Just walking through the streets of Chiang Mai is often entertainment enough for me at this point, but if you’re not as easily satisfied, there are plenty of other options. There are bars all over the city, a few popular nightclubs where a lot of tourists and expats can be found, a couple movie theaters (haven’t tried these out so I don’t know if they play movies in English), some nice book stores, massage parlors out the wazoo, and of course the endless markets. If you want to get into nature for a day, you can hike up Doi Suthep mountain to see Wat Phra That or Bhubing Palace. Doi Suthep is also home to Doi Suthep-Pui National Park, which has places for camping and a couple good hiking trails. But be warned. The hike up the mountain is not for the faint of heart. It’s over 6 miles to get to the temple, and it’s all uphill—usually steep uphill. But you will be encouraged by Thais cheering you on and giving you thumbs up as they drive by—they know it’s a hard hike. If you decide to take the nature trail, be prepared for an hour of steep steps and swarms of mosquitoes.

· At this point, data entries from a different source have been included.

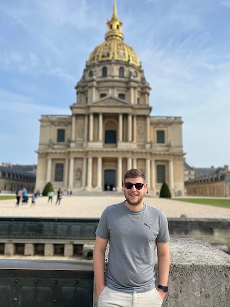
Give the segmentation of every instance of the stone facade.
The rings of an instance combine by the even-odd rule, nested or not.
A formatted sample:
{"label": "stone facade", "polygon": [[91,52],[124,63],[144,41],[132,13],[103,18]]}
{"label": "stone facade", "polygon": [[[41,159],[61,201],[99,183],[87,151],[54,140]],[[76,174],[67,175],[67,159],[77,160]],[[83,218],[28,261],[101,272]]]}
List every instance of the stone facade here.
{"label": "stone facade", "polygon": [[230,171],[228,165],[223,168],[195,168],[195,178],[185,182],[188,196],[229,197]]}
{"label": "stone facade", "polygon": [[29,192],[35,186],[36,175],[22,169],[0,166],[0,192],[16,193],[19,187],[25,187]]}
{"label": "stone facade", "polygon": [[36,188],[121,191],[124,173],[144,170],[148,191],[166,181],[184,191],[180,117],[150,116],[151,87],[138,56],[123,42],[114,2],[106,40],[90,55],[70,116],[40,119]]}

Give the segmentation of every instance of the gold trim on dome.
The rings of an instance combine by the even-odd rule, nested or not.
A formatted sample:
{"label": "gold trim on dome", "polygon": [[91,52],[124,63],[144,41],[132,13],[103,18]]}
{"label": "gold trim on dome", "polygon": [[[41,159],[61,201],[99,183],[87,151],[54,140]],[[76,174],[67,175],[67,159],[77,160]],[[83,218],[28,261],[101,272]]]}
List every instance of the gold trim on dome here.
{"label": "gold trim on dome", "polygon": [[116,0],[114,0],[112,18],[107,21],[107,25],[108,30],[105,41],[96,47],[90,54],[86,65],[89,66],[98,62],[115,60],[129,62],[140,67],[141,62],[137,54],[123,41],[122,22],[117,16]]}

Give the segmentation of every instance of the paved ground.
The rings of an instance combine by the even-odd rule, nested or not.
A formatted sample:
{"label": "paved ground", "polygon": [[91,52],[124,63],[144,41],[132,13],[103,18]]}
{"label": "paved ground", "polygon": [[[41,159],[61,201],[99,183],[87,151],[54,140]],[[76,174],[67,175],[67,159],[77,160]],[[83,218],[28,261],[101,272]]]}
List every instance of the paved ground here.
{"label": "paved ground", "polygon": [[[28,204],[15,207],[16,199],[0,201],[0,216],[25,216],[44,217],[100,217],[104,209],[109,205],[123,201],[122,194],[114,195],[105,192],[99,195],[64,196],[60,206],[55,206],[56,196],[53,204],[47,204],[47,197],[40,197],[34,208],[31,208],[31,199]],[[145,202],[150,206],[161,209],[168,217],[179,217],[185,214],[188,217],[230,218],[230,209],[206,205],[184,203],[173,200],[154,198],[147,195]]]}

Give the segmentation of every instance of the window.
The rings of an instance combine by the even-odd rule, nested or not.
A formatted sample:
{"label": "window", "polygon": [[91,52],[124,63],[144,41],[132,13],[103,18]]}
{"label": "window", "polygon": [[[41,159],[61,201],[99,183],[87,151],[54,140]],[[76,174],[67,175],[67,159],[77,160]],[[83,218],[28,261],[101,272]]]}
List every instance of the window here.
{"label": "window", "polygon": [[165,165],[156,166],[156,178],[157,183],[165,182]]}
{"label": "window", "polygon": [[107,77],[107,68],[103,67],[102,69],[102,77]]}
{"label": "window", "polygon": [[117,143],[117,132],[114,130],[107,130],[105,131],[105,144],[116,144]]}
{"label": "window", "polygon": [[124,76],[124,68],[123,67],[120,67],[119,68],[119,77],[122,78]]}
{"label": "window", "polygon": [[125,100],[125,95],[124,94],[119,94],[118,98],[120,98],[120,99],[123,99],[124,100]]}
{"label": "window", "polygon": [[55,164],[55,181],[63,181],[64,173],[64,164],[56,163]]}
{"label": "window", "polygon": [[65,130],[64,129],[58,129],[57,142],[65,141]]}
{"label": "window", "polygon": [[165,144],[165,131],[158,130],[156,131],[156,143],[157,144]]}

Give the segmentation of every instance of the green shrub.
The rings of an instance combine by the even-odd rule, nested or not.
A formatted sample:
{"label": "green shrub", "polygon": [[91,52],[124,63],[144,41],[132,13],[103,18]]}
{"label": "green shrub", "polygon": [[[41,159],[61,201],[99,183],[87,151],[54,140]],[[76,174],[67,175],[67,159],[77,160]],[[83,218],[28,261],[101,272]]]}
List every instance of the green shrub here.
{"label": "green shrub", "polygon": [[170,190],[166,182],[164,182],[162,185],[159,196],[162,198],[171,198]]}
{"label": "green shrub", "polygon": [[53,187],[52,184],[51,182],[48,182],[47,183],[45,187],[42,192],[42,196],[47,196],[48,194],[48,192],[50,191],[53,191],[54,188]]}

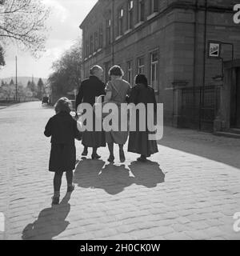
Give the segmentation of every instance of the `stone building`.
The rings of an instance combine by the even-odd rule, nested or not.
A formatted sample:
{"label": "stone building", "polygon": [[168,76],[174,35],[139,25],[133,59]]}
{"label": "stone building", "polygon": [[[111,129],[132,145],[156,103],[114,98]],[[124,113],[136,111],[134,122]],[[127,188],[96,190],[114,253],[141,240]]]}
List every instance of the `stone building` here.
{"label": "stone building", "polygon": [[235,3],[98,0],[80,26],[84,77],[98,64],[107,81],[109,68],[120,65],[131,84],[135,74],[147,76],[164,103],[166,123],[222,131],[240,127]]}

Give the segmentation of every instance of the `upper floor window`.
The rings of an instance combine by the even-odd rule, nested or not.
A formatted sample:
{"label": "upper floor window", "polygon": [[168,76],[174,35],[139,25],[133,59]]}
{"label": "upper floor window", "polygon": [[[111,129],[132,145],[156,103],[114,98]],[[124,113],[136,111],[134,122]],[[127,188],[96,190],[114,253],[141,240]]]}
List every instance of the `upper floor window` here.
{"label": "upper floor window", "polygon": [[94,33],[94,51],[98,49],[98,33]]}
{"label": "upper floor window", "polygon": [[94,52],[94,37],[91,35],[90,39],[90,54],[92,54]]}
{"label": "upper floor window", "polygon": [[111,43],[111,20],[108,19],[106,22],[106,44]]}
{"label": "upper floor window", "polygon": [[145,16],[144,0],[138,0],[138,22],[143,22]]}
{"label": "upper floor window", "polygon": [[102,32],[102,26],[99,27],[99,48],[102,48],[103,45],[103,32]]}
{"label": "upper floor window", "polygon": [[158,91],[158,51],[150,54],[150,85],[155,92]]}
{"label": "upper floor window", "polygon": [[127,69],[127,80],[128,82],[132,85],[133,84],[133,62],[129,61],[126,62],[126,69]]}
{"label": "upper floor window", "polygon": [[138,58],[138,74],[144,74],[144,58]]}
{"label": "upper floor window", "polygon": [[134,24],[134,1],[128,2],[127,29],[131,30]]}
{"label": "upper floor window", "polygon": [[158,11],[159,0],[150,0],[150,14]]}
{"label": "upper floor window", "polygon": [[124,10],[122,8],[118,10],[118,36],[123,34],[123,16]]}

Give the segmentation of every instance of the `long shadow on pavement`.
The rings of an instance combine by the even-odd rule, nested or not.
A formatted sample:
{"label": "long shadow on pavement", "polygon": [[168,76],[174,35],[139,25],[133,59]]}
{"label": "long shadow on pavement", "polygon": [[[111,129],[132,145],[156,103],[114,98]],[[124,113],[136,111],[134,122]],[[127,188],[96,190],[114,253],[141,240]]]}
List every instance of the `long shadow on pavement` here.
{"label": "long shadow on pavement", "polygon": [[158,183],[165,182],[165,174],[160,169],[157,162],[133,162],[129,166],[134,175],[134,182],[148,188],[157,186]]}
{"label": "long shadow on pavement", "polygon": [[134,177],[124,165],[108,164],[102,160],[82,160],[75,170],[74,182],[83,188],[98,188],[110,194],[117,194],[135,183],[151,188],[164,182],[165,174],[158,162],[134,162],[130,166]]}
{"label": "long shadow on pavement", "polygon": [[23,240],[51,240],[62,233],[70,224],[66,221],[70,211],[70,194],[68,193],[58,206],[42,210],[38,219],[25,227],[22,238]]}

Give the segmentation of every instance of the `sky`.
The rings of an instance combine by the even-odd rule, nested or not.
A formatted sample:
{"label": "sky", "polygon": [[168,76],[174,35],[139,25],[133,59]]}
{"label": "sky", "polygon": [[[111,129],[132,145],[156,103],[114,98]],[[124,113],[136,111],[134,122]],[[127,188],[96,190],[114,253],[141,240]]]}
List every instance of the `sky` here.
{"label": "sky", "polygon": [[15,56],[18,56],[18,75],[47,78],[53,62],[82,35],[79,25],[98,0],[41,0],[51,6],[47,21],[50,27],[46,52],[40,58],[18,50],[14,46],[6,49],[6,65],[0,70],[0,78],[15,75]]}

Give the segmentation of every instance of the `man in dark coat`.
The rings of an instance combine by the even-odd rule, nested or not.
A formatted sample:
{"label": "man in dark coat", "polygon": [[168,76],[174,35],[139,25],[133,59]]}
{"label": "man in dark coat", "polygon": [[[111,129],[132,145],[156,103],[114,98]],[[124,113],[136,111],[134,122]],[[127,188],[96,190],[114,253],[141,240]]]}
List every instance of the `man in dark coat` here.
{"label": "man in dark coat", "polygon": [[[99,66],[94,66],[90,70],[90,78],[82,81],[76,98],[76,111],[81,103],[89,103],[94,106],[96,97],[105,94],[106,85],[102,82],[103,70]],[[100,146],[106,146],[104,131],[94,131],[95,115],[94,113],[94,131],[85,131],[82,135],[83,156],[86,156],[88,147],[93,148],[92,158],[98,159],[101,157],[97,154]]]}

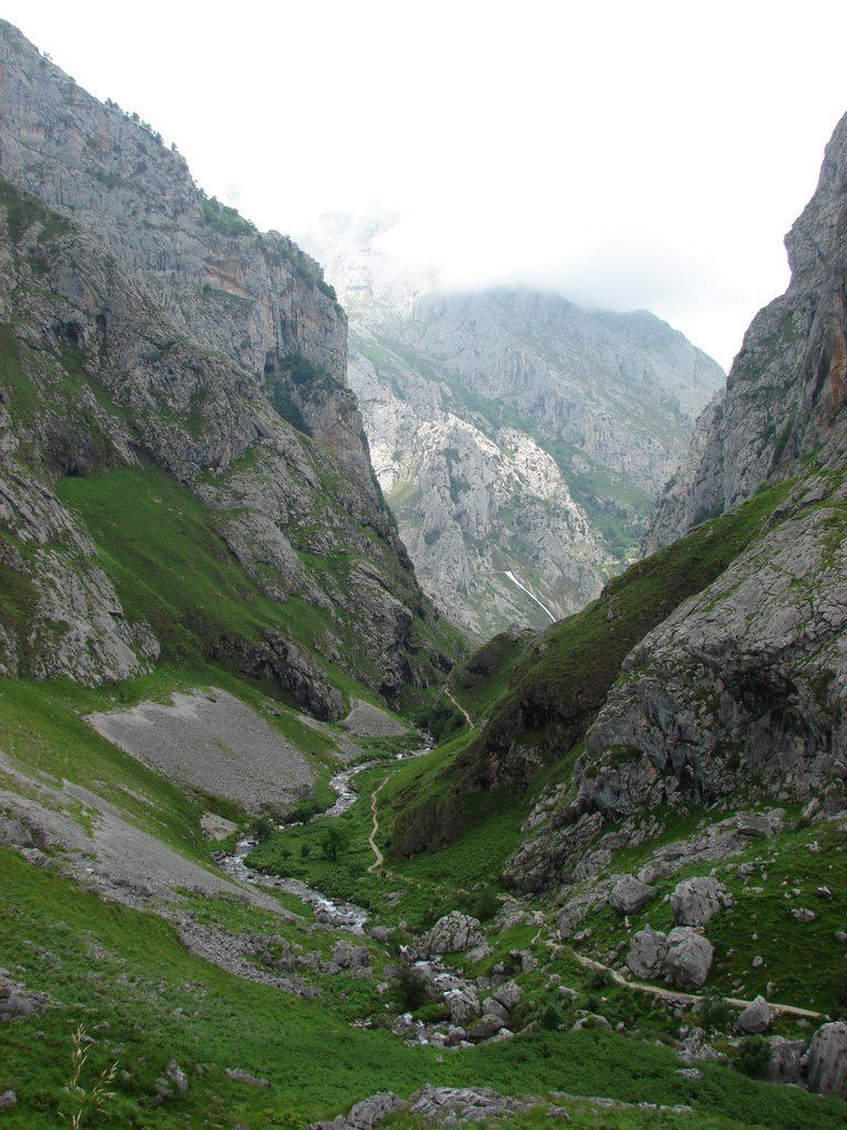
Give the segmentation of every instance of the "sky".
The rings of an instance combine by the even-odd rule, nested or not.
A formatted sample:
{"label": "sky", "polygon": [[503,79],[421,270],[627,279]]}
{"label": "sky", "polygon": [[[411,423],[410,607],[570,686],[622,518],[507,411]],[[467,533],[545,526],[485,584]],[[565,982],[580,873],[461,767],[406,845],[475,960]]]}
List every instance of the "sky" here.
{"label": "sky", "polygon": [[647,308],[728,367],[847,112],[847,3],[6,0],[197,182],[308,250],[388,216],[399,277]]}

Life moves in a different way here, and I’m starting to understand what it really means to “live on Thai time.” It means that life moves a little slower, that things get done in their own time, and that you don’t worry about the things that don’t get done when or how you want them to. Days here often feel longer and more complete somehow, and the local attitude of “No worries, it is what it is” is quickly rubbing off on me. When I first arrived I found myself frustrated with having to go out and search for dinner every night because I can’t cook in my hotel room. Now I just accept it as an inevitable part of everyday life and enjoy stretching my legs, people-watching, and experimenting with new foods. My everyday life is settling into the Thai version of itself, and I’m letting it.